Shagorana is a hallmark culinary tradition in Bangladeshi weddings, deeply integrated into its folk food culture and customs. It embodies Bengali hospitality and the profound respect shown to the groom. Traditionally, the bride's family presents this distinctive platter to warmly welcome and honour the groom.

== Etymology ==
Author and researcher Abdul Haq Choudhury, in his work Chattogramer Samaj O Sanskritir Ruprekha (1980), highlights that the term Shukrana Bhaat evolved through common usage, becoming distorted into 'Sagorana Bhaat' and eventually shortened to 'Sagorana'.

The word 'Shukrana' (or 'Shokrana') is fundamentally an Arabic-Persian term meaning gratitude or thankfulness. And the Bengali word, Bhaat means rice. Therefore, the term Shokrana/Shukrana Bhaat translates to a feast or meal held for the purpose of expressing gratitude or thanks. This practice shares conceptual similarities with the observance of Thanksgiving Day in the Western world.

The ceremony is held as a token of offering good wishes and seek blessings from Almighty upon the couple's new life together, marking the joyous transition from the end of their unmarried lives to the beginning of a shared one.

== History and Socio-cultural Significance ==

From a historical perspective, this custom has served as an important tradition for establishing social bonds and goodwill between the families of both the bride and the groom.

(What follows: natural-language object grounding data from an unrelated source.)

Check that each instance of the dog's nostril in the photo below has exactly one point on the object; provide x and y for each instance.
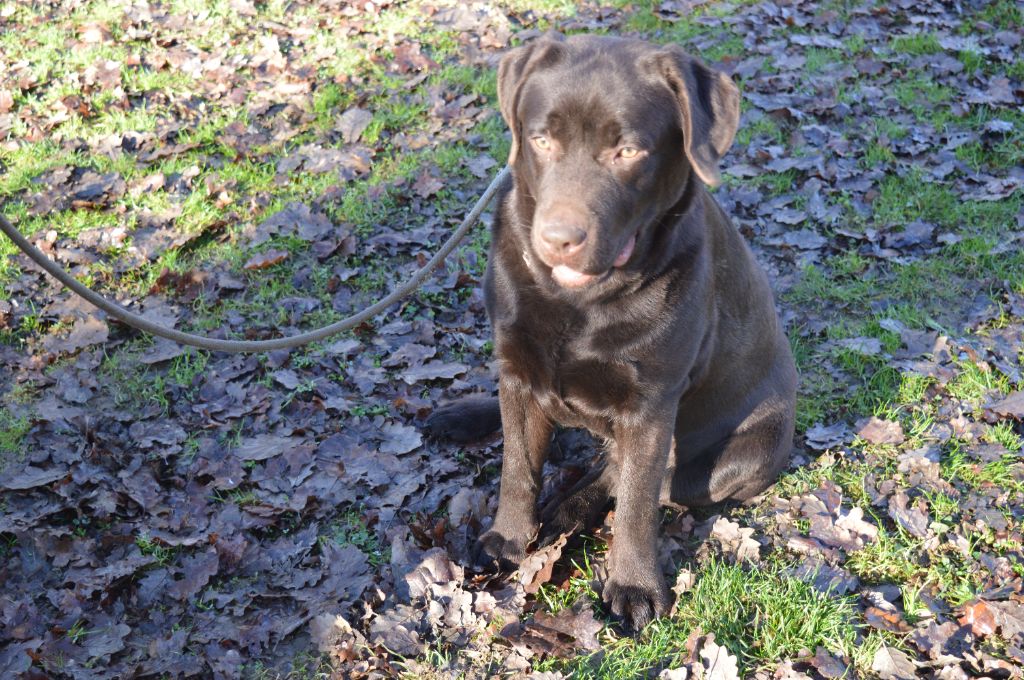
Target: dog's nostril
(563, 237)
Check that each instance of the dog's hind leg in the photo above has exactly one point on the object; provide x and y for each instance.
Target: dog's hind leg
(739, 468)
(468, 419)
(581, 507)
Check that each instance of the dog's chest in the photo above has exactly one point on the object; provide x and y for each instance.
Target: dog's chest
(573, 375)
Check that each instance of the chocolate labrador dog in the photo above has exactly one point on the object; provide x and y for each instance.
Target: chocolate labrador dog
(623, 300)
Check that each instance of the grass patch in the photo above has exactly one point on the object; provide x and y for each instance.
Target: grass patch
(351, 528)
(12, 432)
(760, 614)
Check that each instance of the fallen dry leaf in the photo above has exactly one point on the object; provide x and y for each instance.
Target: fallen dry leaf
(265, 259)
(879, 431)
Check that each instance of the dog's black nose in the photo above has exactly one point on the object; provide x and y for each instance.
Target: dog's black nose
(562, 237)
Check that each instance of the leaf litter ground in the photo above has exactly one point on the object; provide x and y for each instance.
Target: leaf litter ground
(246, 170)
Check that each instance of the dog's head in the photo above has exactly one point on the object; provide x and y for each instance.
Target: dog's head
(605, 134)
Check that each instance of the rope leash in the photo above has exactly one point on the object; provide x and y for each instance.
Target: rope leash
(215, 344)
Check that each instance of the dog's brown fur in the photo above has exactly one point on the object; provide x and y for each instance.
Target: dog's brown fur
(624, 301)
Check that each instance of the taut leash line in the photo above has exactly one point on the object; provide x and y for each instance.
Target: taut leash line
(215, 344)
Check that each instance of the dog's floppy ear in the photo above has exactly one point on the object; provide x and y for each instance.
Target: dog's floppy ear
(513, 70)
(709, 108)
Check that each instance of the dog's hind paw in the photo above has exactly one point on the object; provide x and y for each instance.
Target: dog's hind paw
(468, 419)
(636, 605)
(492, 547)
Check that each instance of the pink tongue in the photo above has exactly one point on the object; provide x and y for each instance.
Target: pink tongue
(624, 256)
(569, 278)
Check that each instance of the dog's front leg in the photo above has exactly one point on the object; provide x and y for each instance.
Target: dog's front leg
(635, 589)
(527, 435)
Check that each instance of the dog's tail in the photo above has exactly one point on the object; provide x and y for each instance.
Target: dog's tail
(469, 419)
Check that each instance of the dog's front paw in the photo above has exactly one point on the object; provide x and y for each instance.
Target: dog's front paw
(636, 603)
(494, 547)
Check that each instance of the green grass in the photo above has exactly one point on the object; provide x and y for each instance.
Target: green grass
(916, 44)
(351, 528)
(760, 614)
(13, 429)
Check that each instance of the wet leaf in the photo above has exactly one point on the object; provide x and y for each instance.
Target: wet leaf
(265, 259)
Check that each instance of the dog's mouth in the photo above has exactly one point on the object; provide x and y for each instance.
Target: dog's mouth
(569, 278)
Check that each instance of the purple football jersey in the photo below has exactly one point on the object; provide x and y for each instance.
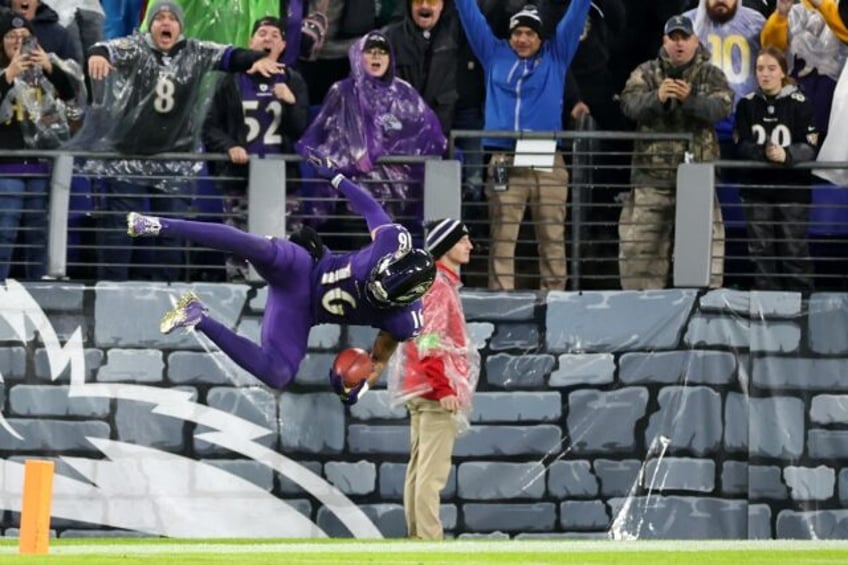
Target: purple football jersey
(338, 287)
(263, 113)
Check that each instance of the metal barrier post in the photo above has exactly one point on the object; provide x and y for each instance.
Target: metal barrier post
(693, 224)
(442, 190)
(266, 210)
(57, 226)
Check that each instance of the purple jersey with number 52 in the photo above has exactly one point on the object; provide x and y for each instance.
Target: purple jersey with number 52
(338, 287)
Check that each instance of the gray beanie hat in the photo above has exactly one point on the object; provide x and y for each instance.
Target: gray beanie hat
(165, 6)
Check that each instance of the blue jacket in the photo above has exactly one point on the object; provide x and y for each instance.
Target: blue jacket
(523, 94)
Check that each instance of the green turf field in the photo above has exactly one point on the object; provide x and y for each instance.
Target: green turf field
(465, 552)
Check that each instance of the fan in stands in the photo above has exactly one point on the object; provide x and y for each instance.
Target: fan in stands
(353, 365)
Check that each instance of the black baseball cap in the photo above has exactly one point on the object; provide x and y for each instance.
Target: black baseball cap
(681, 24)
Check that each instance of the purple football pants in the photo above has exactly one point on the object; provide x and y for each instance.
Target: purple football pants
(285, 326)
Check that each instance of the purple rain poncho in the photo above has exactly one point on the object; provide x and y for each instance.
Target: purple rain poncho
(362, 119)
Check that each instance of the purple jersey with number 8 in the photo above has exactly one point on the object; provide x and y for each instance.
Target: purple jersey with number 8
(338, 287)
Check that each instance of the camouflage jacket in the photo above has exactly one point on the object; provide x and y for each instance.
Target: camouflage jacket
(711, 100)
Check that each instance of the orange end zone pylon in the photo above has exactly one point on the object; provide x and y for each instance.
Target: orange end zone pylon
(35, 510)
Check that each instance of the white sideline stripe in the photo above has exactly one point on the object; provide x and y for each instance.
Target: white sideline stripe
(461, 546)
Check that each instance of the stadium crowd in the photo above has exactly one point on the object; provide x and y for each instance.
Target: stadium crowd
(360, 80)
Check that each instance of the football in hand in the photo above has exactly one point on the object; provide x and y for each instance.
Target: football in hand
(353, 365)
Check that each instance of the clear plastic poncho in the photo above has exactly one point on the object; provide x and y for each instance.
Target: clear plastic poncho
(445, 337)
(50, 118)
(364, 118)
(812, 40)
(144, 107)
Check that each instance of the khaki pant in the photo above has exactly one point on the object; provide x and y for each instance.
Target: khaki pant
(546, 194)
(645, 231)
(432, 435)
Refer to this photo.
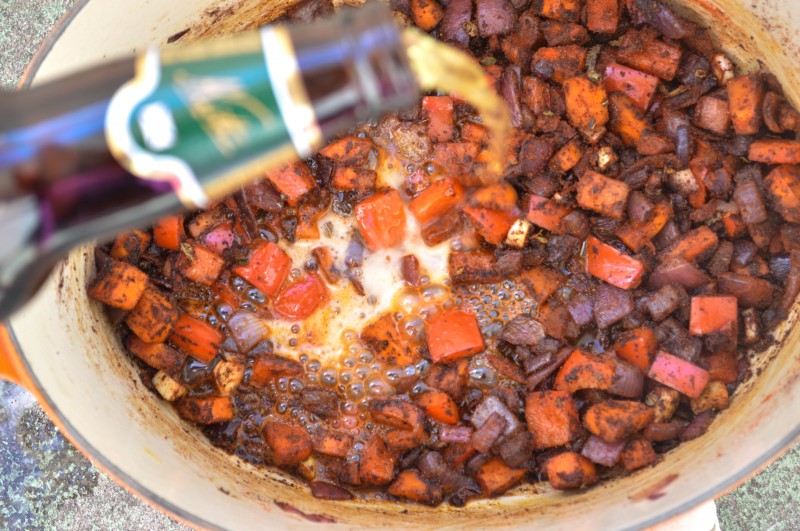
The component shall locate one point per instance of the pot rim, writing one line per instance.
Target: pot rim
(145, 494)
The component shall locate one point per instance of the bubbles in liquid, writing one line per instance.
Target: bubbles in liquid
(328, 377)
(377, 387)
(355, 391)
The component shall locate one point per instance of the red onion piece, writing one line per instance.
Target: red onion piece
(494, 17)
(458, 434)
(457, 14)
(601, 452)
(328, 491)
(220, 238)
(247, 330)
(628, 380)
(490, 405)
(679, 272)
(490, 431)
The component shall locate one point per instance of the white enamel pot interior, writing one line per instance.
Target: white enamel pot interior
(92, 390)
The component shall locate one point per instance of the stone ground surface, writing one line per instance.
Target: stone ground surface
(46, 484)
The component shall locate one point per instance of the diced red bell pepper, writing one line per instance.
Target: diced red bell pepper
(711, 314)
(382, 220)
(612, 266)
(440, 117)
(453, 335)
(267, 268)
(678, 374)
(300, 298)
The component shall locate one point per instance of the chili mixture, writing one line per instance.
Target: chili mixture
(377, 320)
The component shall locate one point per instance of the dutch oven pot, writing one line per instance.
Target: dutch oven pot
(63, 349)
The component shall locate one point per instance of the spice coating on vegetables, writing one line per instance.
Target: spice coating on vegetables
(380, 320)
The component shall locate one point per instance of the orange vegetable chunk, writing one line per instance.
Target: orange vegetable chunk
(267, 268)
(436, 199)
(382, 220)
(612, 266)
(552, 418)
(638, 86)
(774, 151)
(582, 370)
(678, 374)
(616, 420)
(783, 187)
(637, 346)
(119, 285)
(745, 97)
(711, 313)
(168, 233)
(196, 338)
(454, 334)
(292, 180)
(569, 470)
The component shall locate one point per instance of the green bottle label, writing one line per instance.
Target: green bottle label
(209, 116)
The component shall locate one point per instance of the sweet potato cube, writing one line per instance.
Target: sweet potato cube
(157, 355)
(332, 442)
(649, 55)
(569, 10)
(678, 374)
(559, 63)
(602, 194)
(119, 285)
(205, 409)
(410, 485)
(439, 406)
(745, 97)
(495, 477)
(711, 313)
(196, 338)
(377, 465)
(774, 151)
(381, 219)
(290, 445)
(783, 187)
(616, 420)
(454, 334)
(293, 181)
(151, 320)
(582, 370)
(602, 16)
(552, 418)
(587, 108)
(569, 470)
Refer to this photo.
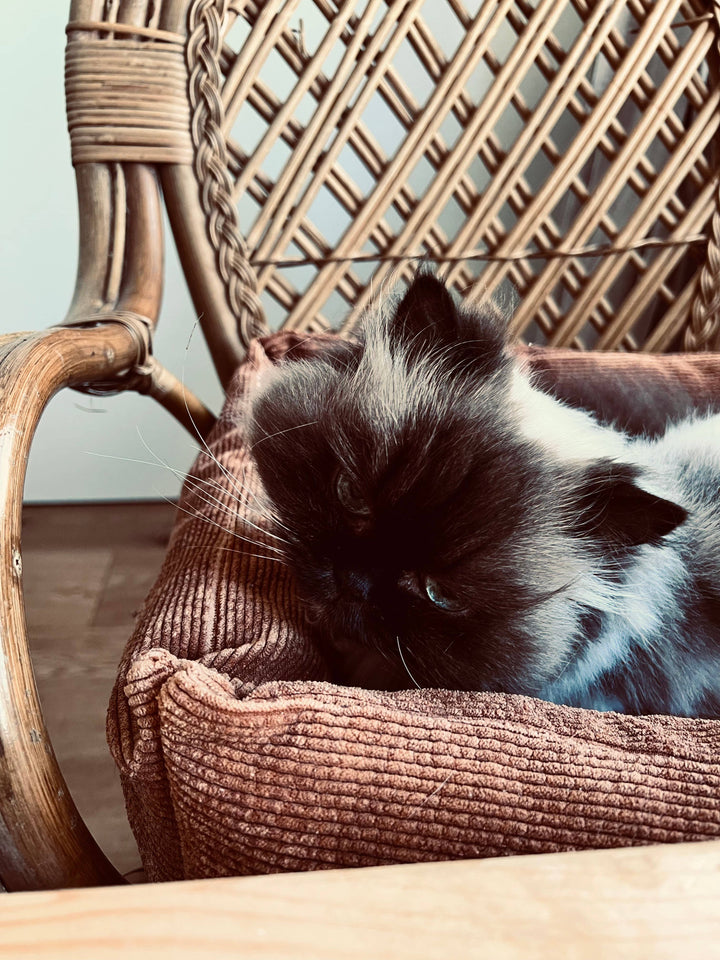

The food at the Shagorana platter has traditionally been arranged in such a way that it becomes a participatory family and social event rather than being solely the groom's personal meal.

Zamir Ahmed, in his book Fenir Itihas (2004), states:

From a cultural perspective, Shagarana is a symbol of the bride's family's highest hospitality and respect shown towards the groom. The grand organization of this ritual and the abundance of food are also a means for the bride's family to demonstrate their aristocracy and social standing.